Acht Stunden sind heutzutage (leider) guter Durchschnitt bei einem Actionspiel. Es ist ja wie im Test gesagt ein amüsantes Stück Software. Wer gerne einfach mal ein paar Orks schnetzelt, für den lohnt sich der Kauf also durchaus. Außerdem gibt es wie erwähnt ja noch den MP und bald per Patch auch einen separaten Koop-Modus.



Chemenu schrieb:


> Kann man mit dem Spiel auch Spaß haben wenn man keine Ahnung von Warhammer hat oder kapiert man dann gar nicht um was es eigentlich geht bzw. was da alles so passiert? Oder anders gefragt: Wie tauglich ist das Spiel als Einstieg in das Warhammer 40k Universum?
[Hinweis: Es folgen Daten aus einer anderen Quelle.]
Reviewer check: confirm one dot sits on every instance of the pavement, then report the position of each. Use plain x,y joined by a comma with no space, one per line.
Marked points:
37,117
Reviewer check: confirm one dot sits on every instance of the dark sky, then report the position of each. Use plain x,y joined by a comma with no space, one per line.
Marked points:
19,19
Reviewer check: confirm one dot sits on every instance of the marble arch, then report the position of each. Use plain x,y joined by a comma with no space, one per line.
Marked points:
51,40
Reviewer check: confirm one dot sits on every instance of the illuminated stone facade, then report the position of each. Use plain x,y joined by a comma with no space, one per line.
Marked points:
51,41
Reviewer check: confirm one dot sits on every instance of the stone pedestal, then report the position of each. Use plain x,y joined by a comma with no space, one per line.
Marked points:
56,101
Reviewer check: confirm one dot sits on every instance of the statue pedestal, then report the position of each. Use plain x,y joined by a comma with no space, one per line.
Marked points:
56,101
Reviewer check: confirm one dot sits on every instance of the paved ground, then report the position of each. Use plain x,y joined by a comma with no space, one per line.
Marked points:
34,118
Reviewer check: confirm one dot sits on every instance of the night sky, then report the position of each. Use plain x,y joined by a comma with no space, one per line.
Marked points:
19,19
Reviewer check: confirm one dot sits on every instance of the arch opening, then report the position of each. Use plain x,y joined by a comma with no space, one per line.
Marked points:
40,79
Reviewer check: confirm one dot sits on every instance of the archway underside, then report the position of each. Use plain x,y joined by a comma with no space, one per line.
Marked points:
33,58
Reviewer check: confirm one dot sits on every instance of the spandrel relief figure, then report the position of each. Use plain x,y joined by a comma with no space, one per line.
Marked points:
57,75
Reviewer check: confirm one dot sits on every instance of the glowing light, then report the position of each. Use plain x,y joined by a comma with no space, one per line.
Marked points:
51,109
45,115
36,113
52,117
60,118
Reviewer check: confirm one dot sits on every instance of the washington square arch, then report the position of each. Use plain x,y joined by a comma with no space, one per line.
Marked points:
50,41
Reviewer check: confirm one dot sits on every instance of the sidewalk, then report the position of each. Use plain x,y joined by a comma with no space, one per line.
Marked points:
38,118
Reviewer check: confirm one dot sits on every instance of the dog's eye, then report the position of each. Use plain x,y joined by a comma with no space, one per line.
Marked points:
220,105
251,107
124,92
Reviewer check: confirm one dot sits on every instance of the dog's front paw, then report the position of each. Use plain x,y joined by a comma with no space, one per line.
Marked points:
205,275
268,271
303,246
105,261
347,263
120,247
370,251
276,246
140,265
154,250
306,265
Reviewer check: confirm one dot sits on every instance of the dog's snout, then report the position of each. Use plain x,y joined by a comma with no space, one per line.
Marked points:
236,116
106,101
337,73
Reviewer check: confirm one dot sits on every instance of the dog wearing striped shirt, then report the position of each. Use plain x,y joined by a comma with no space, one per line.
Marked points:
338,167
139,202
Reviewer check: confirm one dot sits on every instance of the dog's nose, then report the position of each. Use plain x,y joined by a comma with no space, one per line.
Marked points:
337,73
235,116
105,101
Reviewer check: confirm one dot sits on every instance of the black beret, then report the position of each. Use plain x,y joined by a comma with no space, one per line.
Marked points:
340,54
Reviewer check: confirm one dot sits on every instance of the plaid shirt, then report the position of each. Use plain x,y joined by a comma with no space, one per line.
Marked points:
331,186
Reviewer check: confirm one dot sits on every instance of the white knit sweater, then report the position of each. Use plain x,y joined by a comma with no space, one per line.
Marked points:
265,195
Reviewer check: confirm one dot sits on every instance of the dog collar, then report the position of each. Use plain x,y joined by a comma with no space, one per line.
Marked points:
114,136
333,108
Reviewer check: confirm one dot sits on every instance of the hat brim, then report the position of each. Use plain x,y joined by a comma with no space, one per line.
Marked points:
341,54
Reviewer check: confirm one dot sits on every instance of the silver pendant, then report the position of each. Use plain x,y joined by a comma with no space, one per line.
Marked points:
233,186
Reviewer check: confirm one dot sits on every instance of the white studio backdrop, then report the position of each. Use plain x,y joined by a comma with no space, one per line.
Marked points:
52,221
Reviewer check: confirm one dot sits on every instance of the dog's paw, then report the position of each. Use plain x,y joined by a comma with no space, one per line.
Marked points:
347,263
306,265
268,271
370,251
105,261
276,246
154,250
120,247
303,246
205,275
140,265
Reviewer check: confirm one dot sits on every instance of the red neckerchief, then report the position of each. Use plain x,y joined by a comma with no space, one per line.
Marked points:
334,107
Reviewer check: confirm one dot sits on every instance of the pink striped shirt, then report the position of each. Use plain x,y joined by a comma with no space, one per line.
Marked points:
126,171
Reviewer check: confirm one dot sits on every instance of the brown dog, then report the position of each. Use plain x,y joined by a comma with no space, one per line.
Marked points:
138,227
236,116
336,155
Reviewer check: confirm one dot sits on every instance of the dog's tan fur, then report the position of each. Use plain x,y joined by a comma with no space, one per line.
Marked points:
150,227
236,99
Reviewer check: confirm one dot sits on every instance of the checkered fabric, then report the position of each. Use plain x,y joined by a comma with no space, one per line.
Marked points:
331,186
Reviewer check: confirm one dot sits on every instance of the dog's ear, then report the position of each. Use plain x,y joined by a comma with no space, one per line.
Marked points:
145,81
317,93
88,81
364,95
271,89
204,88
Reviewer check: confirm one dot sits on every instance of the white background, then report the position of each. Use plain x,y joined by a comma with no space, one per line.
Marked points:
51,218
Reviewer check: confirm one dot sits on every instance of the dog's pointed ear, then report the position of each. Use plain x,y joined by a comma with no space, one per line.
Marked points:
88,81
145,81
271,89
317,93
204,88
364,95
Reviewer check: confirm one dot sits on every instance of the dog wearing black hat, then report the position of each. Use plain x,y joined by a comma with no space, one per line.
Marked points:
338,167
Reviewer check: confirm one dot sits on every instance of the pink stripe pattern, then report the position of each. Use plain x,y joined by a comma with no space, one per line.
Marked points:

Man sollte vor Spielstart schon mal von Space Marines, Orks & Co. gehört haben, um die Zusammenhänge zu kapieren. Das Spiel liefert dahingehend kaum Hintergrundinfos. Allerdings ist die Story jetzt auch nicht so kompliziert, als dass Vorkenntnisse zum Verständnis unumgänglich wären.


----------



## NForcer-SMC (6. September 2011)

Hehe, ich habe mir die Collectors Edition gekauft (es ist Warhammer, deshalb ist es mir das wert) und wa echt überrascht von der Größe der Verpackung O.o... Ansonsten zm Game selber: Die Wertung ist so schon gut gesetzt. Es macht Spaß sich durch die Horden zu hacken und mit dem Bolter im Anschlag den Rest zu erledigen. Danke Relic das ihr euch entschieden hattet das Game für den PC heraus zu bringen und nicht nur für die Konsole wie ursprünglich geplant.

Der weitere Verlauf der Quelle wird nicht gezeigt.